Dreux (pronounced Drew) is a small town to the east of Paris.
Although legend has it that it was associated with ancient druids, this appears to be more the stuff of legends rather than reality. The name appears to be derrived from the Roman camp that was in the same location: Castrum Drocas.
Now the town is perfect for a day visit from Paris.
What to see
In some respects the town is nothing especially special. However, it has a very nice feel to it. One a nice day there are some great outdoor eating options on on Place Melezeau which looks over the church of Saint Pierre.
There are a number of sights worth visiting in the town.
The town is most famous for the Chapelle Royal. The Royal Chapel is the traditional resting place of the royal family of Orleans. The original Royal Chapel (built in 1783) was desecrated and destoryed in the French revolution. This Royal Chapel was built in 1816 by the Duchess of Orleans and was subsequently expanded in 1830. It holds the remains of 75 members of the royal family of Orleans. The chapel's hours and prices are available in English here. Note that it is closed on Tuesdays and all days between between 1 October and 31 March.

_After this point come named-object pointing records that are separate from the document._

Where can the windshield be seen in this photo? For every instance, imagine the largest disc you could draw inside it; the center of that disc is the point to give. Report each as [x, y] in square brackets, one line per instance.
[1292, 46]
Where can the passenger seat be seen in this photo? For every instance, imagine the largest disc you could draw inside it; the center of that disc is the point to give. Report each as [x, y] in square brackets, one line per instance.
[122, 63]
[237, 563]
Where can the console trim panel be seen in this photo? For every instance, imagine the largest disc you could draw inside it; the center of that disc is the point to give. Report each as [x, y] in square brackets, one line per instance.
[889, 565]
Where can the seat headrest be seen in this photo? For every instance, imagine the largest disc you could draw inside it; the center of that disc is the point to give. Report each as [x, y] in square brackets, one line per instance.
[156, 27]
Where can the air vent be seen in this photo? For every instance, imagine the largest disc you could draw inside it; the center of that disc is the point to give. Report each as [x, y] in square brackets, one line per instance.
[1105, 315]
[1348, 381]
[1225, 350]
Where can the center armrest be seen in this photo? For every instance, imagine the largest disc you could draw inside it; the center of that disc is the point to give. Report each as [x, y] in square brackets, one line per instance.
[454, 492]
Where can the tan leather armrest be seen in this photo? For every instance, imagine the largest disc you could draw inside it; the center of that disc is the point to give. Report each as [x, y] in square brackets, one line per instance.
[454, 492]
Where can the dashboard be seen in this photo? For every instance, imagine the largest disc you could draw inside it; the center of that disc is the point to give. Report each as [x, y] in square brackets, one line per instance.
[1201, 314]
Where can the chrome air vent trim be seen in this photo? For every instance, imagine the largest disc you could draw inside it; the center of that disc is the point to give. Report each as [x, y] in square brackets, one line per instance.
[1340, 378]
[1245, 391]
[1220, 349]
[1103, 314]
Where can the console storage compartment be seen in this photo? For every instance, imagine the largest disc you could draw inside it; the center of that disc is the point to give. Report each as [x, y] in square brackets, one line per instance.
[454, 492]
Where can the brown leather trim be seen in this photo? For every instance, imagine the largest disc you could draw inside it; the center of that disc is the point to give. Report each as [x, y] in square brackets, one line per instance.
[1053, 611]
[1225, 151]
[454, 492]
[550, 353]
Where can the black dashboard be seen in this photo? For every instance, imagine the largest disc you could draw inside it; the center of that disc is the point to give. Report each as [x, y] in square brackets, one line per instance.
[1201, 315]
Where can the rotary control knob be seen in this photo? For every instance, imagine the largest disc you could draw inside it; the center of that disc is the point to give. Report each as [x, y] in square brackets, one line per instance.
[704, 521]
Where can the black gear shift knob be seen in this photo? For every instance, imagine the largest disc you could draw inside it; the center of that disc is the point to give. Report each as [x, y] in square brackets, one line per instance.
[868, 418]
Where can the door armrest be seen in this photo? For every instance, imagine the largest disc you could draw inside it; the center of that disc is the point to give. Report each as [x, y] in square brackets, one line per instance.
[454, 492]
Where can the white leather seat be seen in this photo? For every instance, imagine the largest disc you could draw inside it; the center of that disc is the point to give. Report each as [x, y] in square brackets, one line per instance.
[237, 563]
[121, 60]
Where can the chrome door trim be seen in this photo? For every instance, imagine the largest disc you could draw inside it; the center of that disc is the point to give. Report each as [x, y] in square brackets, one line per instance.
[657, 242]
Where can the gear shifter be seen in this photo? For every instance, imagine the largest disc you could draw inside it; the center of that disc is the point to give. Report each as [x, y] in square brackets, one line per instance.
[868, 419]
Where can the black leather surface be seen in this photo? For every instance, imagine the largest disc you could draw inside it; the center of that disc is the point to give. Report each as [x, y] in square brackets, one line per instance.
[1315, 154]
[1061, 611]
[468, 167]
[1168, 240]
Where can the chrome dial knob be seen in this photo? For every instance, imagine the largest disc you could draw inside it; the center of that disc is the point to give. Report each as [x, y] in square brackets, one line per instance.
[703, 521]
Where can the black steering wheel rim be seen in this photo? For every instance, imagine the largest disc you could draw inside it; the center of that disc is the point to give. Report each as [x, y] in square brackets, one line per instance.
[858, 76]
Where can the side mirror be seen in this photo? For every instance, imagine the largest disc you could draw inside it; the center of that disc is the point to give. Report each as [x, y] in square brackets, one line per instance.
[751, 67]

The church of Saint Pierre is a fascinating church. It has a good sense of life to it, which is unusual for some of the old churches in France. The church was built between the 13th and the 17th century with much of the church built in the 15th century. The church was expanded in the 16th century with two towers added to the front of the church. The southern-most tower (the Saint-Anne Tower) was never completed. This gives the church a very distinctive look. Many of the cafe's on the Place Melezeau overlook the church of Saint Pierre.
The belfry is in the middle of one of the main shopping areas. The building dates from the 1500's and is the only example of its kind. The first floor is Gothic architecture, the second floor is Renaissance architecture. The building is currently closed for visits.

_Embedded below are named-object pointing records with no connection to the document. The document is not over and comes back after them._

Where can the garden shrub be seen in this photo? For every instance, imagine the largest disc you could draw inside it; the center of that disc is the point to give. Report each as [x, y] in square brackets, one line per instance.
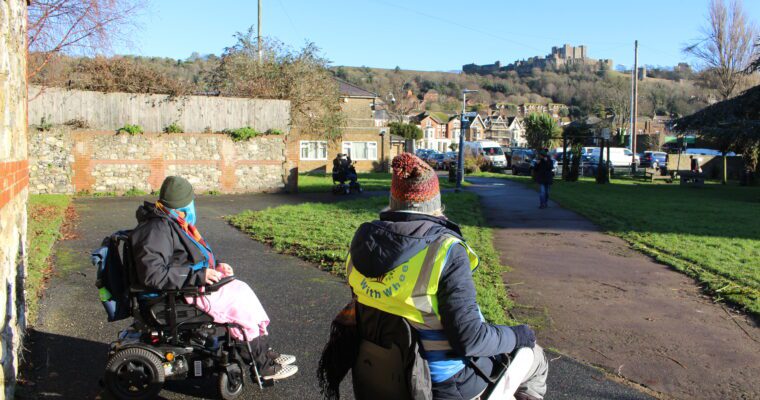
[130, 129]
[173, 128]
[246, 133]
[241, 134]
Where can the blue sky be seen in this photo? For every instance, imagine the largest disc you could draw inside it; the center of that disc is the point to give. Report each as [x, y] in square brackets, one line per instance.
[430, 35]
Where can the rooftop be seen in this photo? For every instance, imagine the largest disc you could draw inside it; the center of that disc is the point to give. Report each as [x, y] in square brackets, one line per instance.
[350, 90]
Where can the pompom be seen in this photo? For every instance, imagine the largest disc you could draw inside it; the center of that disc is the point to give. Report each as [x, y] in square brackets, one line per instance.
[406, 165]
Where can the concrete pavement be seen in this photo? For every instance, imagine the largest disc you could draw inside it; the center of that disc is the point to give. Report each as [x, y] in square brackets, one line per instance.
[609, 305]
[69, 345]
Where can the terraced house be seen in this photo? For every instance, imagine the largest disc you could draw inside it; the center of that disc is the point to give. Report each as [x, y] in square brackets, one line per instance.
[435, 133]
[364, 141]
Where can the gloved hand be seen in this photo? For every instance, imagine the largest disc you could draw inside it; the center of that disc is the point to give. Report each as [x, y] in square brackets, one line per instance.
[525, 336]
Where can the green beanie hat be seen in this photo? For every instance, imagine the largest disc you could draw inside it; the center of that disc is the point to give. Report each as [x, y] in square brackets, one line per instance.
[176, 192]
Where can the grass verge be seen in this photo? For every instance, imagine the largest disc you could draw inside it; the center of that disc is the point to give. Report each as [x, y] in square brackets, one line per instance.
[710, 233]
[321, 233]
[370, 181]
[47, 214]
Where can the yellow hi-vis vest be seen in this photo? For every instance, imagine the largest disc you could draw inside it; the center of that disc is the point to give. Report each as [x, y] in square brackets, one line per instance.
[410, 289]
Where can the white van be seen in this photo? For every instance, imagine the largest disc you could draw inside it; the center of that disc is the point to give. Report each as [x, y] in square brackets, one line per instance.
[488, 149]
[619, 156]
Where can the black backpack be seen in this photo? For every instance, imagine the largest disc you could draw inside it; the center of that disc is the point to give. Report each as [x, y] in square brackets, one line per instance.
[113, 260]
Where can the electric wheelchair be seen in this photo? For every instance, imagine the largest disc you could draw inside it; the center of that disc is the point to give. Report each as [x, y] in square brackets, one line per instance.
[171, 339]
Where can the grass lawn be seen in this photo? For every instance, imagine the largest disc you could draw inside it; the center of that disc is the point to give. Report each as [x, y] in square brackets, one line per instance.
[711, 233]
[321, 233]
[370, 181]
[46, 217]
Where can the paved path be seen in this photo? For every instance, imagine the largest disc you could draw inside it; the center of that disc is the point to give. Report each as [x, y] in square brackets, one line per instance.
[70, 345]
[68, 349]
[613, 307]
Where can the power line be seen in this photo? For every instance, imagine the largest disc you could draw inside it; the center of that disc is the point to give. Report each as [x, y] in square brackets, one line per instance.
[458, 24]
[292, 25]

Up by the Royal Chapel there is the towns cemetery. There are a number of interesting tombstones and monuments which make a visit to the cemetery worthwhile if you are visiting the Royal Chapel.
Things to do
How to get there
The easiest way to get to Dreux is by train. Either the regional Ter (can look like Ten line) line or the Intercities lines, whichever has the most convienient departure.
Both leave from Montparnasse Station, both take about 45 minutes, and both options cost 14 Euros per person each way.
There are other options with connections in Chatres, but they are longer and more expensive.
Exit through the front of the station (to Rond-Point de la Gare) and take Boulevard Louis Terrier to get into town.
Approximate Distance from Paris: 80km/50mi
Time to get there: about 45 minutes.
Transport Method: Train - Regional (TER) or Intercity from Paris Montparnasse 3 Vaugirard
Approximate Price: Transport is approximately 14 Euro per person
Worth: 2/3rds of a day. Possibly with lunch in the square.